Relations between India and Nepal have never been as bad as they are today. Differences and disagreements between land-locked Nepal and its giant neighbor are not new. The airing of these publicly is also an old story, as are Indian and Nepalese politicians taking swipes at each other.
What is new in the ongoing build-up of India-Nepal tensions that have spilled over far beyond bilateral spaces? On November 4, the two countries clashed publicly at an UN forum for the first time. India and Nepal sought to put each other in the dock in the UN Human Rights Council (UNHRC) in Geneva.
This is an unprecedented development that indicates near breakdown of back-channel diplomacy to resolve the issue of Nepal being subject to a "blockade more inhuman than a war," in the words of its new Prime Minister K P Sharma Oli.
The situation has assumed crisis proportions, prompting UN Secretary General Ban Ki-moon to express concern over the obstruction of essential supplies to Nepal. On November 11, invoking the landlocked country's right of free transit, he called on "all sides" to lift the blockade at the Indo-Nepal border immediately.
An acute shortage of fuel is impeding deliveries to earthquake-affected villages in Nepal, Ban's spokesman Stephane Dujarric said. Humanitarian organizations urgently require fuel to maintain operations and deliver food, warm clothing and shelter materials to high-altitude areas that would soon be cut off by the harsh winter, he added.
India attributed the border blockade to Nepal's "internal factors." The blockade began in September, after the Madhesis, a group of Indian origin in Nepal's Terai region, rose in protest against the recently passed constitution. They hold the new statute to be discriminatory, and point out that it ignores their interests and denies them due parliamentary representation.
With the agitators on the border blocking movement of goods and fuel supplies, normal life across Nepal has been badly hit for two months.
A day after Nepal sought UN to intervention to end the blockade, on November 4, India joined the US and EU nations in pressing Kathmandu to start talks with Madhesis to defuse the political crisis. Never before has India carried its diplomatic battles with neighbors - except Pakistan and, on occasion, Sri Lanka - to any international forum.
India pointed to reports of "violence, extra-judicial killings and ethnic discrimination" in Nepal and blamed Kathmandu for the protests that blocked a transit point which accounts for 70 percent of bilateral trade.

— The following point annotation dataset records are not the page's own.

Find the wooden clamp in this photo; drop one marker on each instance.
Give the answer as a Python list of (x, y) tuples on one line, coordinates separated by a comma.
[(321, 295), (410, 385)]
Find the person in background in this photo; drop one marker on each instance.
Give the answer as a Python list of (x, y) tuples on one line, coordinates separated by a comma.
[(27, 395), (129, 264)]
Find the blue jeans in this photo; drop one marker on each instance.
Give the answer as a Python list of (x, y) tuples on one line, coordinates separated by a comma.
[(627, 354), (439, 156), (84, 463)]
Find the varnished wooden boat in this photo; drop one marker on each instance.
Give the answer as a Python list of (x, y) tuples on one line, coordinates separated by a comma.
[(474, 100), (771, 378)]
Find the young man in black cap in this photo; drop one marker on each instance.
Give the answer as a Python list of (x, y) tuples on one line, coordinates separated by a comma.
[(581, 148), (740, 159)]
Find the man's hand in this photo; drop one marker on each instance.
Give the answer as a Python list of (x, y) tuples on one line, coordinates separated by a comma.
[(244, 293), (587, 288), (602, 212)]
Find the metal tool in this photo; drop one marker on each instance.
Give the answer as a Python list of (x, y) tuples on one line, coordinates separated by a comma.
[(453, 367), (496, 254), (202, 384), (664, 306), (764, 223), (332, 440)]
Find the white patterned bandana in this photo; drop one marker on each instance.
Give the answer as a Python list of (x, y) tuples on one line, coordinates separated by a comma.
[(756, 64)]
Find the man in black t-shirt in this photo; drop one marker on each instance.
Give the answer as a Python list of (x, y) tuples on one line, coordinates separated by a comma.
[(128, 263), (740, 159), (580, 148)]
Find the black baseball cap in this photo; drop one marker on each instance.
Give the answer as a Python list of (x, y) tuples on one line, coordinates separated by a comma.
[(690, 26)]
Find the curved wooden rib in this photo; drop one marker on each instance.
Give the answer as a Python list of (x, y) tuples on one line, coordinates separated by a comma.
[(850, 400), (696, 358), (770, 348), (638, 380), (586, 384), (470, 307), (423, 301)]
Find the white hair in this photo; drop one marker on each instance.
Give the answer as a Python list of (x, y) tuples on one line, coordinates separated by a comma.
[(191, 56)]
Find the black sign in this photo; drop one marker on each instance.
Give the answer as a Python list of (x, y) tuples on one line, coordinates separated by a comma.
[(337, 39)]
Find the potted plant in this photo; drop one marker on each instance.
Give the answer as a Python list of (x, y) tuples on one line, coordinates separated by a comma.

India's deputy permanent representative to the UN in Geneva, B. N. Reddy, expressed concern over "lack of political progress" and said that "the problems facing Nepal are political in nature and cannot be resolved through force or a security-based approach."
This provoked a scathing and emotional rejoinder. Nepalese Deputy Prime Minister Kamal Thapa said his country lost an estimated $5 billion in trade in the last two months. Denouncing the blockade as unjustifiable, he asked, "Can't Nepal have its own authority to promulgate its constitution?"
Nepal's constitution, already a bone of contention in domestic politics and being at the root of its tensions with India, is a point that the Nepalese government, its political parties, civil society groups and intelligentsia have been emphatically making in every forum. The blockade is widely seen, in both countries, as Nepal "being punished" for its new constitution, which was promulgated in defiance of New Delhi's request to defer the process until "Indian expectations" in the matter were met.
The impact of the present blockade is far worse than what Nepal suffered in 1989 when the Rajiv Gandhi government closed all trade and transit points. This blockade comes at a time when Nepal is fighting to recover from the devastating earthquake of April 2015. Humanitarian organizations from many countries are involved in relief and rehabilitation work, and many of them want more financial and material assistance extended to Nepal. "How much suffering can we go through?" lamented Thapa in the UN meeting.
India and Nepal have been fast friends. Tensions in the past were always overcome because of the enduring strength of traditional ties, civilizational bonds and cultural similarities.
The clash in the UN forum marks a clear break with this past, and for the worse. Neither country has reason to be happy with where the relationship is going.